LONDON — BBC director general Greg Dyke clashed with the government’s media select committee over the pubcaster’s annual report, released Tuesday, after a member of Parliament likened it to bankrupt U.S. energy giant Enron.
Labor politician Chris Bryant attacked Beeb chair Gavin Davies and the board of governors for producing a report that contained no criticism of the BBC and was “complacent in the extreme.”
“This feels more like an Enron annual report than a BBC annual report,” he said, accusing the pubcaster of glossing over many deficiencies, such as omitting that it had missed its target for independent producer commissions and still hadn’t made digital channels available nationwide.
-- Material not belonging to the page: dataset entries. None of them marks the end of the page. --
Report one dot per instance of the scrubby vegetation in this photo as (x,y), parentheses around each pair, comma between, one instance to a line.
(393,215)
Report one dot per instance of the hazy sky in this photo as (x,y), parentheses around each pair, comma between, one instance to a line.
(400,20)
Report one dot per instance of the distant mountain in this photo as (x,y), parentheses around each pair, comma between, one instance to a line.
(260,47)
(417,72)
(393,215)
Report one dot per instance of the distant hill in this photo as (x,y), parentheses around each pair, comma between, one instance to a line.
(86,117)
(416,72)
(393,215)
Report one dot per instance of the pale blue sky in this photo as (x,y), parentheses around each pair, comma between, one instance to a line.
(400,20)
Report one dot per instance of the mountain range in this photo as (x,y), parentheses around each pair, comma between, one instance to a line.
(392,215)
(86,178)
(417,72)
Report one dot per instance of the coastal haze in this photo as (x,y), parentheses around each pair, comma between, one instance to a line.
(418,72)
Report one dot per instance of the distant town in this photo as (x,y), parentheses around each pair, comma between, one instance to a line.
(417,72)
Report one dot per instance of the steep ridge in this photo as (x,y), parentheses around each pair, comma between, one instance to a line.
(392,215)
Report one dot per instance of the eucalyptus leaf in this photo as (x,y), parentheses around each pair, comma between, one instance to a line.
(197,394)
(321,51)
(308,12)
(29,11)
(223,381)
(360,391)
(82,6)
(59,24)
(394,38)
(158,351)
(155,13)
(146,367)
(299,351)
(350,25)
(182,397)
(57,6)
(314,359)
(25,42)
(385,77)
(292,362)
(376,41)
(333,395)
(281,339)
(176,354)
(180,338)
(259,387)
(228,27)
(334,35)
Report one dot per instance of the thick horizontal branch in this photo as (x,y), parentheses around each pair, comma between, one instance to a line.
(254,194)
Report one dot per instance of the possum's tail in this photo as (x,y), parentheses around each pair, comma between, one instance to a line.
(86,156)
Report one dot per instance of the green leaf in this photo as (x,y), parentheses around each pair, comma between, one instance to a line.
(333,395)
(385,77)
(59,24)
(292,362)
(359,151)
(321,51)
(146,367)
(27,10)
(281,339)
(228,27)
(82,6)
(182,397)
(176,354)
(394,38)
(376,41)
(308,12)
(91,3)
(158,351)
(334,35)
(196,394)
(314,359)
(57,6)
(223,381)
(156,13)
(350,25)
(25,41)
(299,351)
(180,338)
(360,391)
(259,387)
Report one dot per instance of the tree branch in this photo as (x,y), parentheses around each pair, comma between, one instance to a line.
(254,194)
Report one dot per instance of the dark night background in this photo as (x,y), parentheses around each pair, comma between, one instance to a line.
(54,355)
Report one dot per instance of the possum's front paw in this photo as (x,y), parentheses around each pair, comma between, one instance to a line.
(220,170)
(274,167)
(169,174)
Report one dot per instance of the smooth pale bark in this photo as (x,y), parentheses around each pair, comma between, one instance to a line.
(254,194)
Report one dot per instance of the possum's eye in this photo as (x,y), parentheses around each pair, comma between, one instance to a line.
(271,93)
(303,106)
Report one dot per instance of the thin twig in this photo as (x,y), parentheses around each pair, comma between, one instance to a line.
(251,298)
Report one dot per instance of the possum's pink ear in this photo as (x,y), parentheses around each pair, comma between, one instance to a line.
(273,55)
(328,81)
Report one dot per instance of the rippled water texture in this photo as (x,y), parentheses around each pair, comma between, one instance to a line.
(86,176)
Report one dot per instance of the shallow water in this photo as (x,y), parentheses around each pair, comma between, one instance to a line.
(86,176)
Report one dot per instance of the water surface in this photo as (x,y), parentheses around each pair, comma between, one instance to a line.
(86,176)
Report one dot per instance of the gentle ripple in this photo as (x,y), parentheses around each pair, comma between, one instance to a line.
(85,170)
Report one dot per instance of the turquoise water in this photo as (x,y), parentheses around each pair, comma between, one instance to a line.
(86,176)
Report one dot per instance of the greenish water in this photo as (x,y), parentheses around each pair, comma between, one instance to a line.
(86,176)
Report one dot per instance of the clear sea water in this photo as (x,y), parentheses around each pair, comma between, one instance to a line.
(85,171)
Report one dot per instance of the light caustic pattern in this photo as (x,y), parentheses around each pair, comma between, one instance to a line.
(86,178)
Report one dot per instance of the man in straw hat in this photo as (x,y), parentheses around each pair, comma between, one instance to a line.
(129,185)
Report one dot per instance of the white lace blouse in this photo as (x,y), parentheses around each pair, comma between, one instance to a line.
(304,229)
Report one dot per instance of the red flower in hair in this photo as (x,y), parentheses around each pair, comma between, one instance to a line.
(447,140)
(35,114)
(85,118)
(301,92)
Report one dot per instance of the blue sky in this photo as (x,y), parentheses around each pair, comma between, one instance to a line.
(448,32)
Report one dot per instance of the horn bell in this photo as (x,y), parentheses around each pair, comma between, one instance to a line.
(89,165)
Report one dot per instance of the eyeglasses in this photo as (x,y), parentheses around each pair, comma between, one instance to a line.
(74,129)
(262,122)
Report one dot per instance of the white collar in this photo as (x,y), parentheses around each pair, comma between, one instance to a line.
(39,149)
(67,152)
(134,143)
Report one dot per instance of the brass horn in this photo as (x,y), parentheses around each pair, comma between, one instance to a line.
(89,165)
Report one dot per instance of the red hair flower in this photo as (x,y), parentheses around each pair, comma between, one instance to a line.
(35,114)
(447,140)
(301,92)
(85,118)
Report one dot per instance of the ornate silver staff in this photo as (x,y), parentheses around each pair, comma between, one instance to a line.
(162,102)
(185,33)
However, Bryant apologized for implying that the BBC was financially corrupt.
The BBC spent £280 million ($449 million) on programs broadcast on digital channels in 2002-03, compared with $2.82 billion on analog programming. Total program spend was $3.8 billion.
The pubcaster increased spending on programs and services by a further $582 million last year, a 35% increase since 2000, while bringing overheads down to 13% of expenditure from 24% three years ago. Total overhead was $553 million.
BBC Worldwide, the commercial arm of the BBC, returned $197 million for investment in programming and other services, up 16% from last year. Sales from continuing operations, including joint ventures, rose from $1.01 billion in 2001-02 to $1.025 billion in 2002-03.
Total operating profit at the commercial arm tripled to $54.3 million, while profit after exceptional items grew 26% to $51.8 million. Company licensed 40,000 hours of programming internationally, with “The Office,” “The Weakest Link,” “Fimbles” and “The Blue Planet” among the most popular titles.